Language Alignment via Nash-learning and Adaptive feedback
Ari Azarafrooz, Farshid Faal
TL;DR
This work addresses the challenge of aligning large language models without relying on a pre-learned human preference model or annotated datasets. It introduces LANA, a mirror-descent–style algorithm that leverages adaptive feedback from an improved opponent and self-evaluation to steer learning, with a proxy reward defined as $Q_i^{\\tilde{\\pi}_{-i,t}} = \\log(\\pi_{i,t}/\\tilde{\\pi}_{-i,t})/\\gamma_t$ and a loss that reduces to $\\mathbb{E}_{\\pi_i} \\log (\\tilde{\\pi}_{-i,t}/\\pi_i)$. Experiments on 3K prompts with a small Phi-based model demonstrate improved performance on Alpaca evaluation and MT-Harness/GSM8K without human-annotated preferences, while ablations highlight the importance of base-model quality. The results suggest LANA can achieve self-alignment with robustness to noisy self-evaluation and without annotated data, offering a scalable path toward preference-free alignment.
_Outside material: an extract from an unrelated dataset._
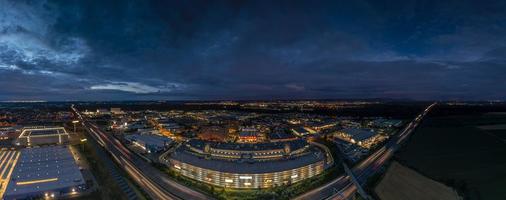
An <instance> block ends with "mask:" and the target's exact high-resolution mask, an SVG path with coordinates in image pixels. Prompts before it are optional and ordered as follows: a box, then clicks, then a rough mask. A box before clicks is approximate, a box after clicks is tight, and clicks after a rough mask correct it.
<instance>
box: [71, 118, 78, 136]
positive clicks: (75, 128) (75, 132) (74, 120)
mask: <svg viewBox="0 0 506 200" xmlns="http://www.w3.org/2000/svg"><path fill="white" fill-rule="evenodd" d="M77 123H79V120H74V121H72V124H73V125H74V134H76V124H77Z"/></svg>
The work also provides a formal convergence discussion, outlining conditions under which average convergence to a Nash equilibrium can be achieved and identifying future directions for efficiency and scaling.
Abstract
Recent research has shown the potential of Nash Learning via Human Feedback for large language model alignment by incorporating the notion of a preference model in a minimax game setup. We take this idea further by casting the alignment as a mirror descent algorithm against the adaptive feedback of an improved opponent, thereby removing the need for learning a preference model or the existence of an annotated dataset altogether. The resulting algorithm, which we refer to as Language Alignment via Nash-learning and Adaptive feedback (LANA), is capable of self-alignment without the need for a human-annotated preference dataset. We support this statement with various experiments and mathematical discussion.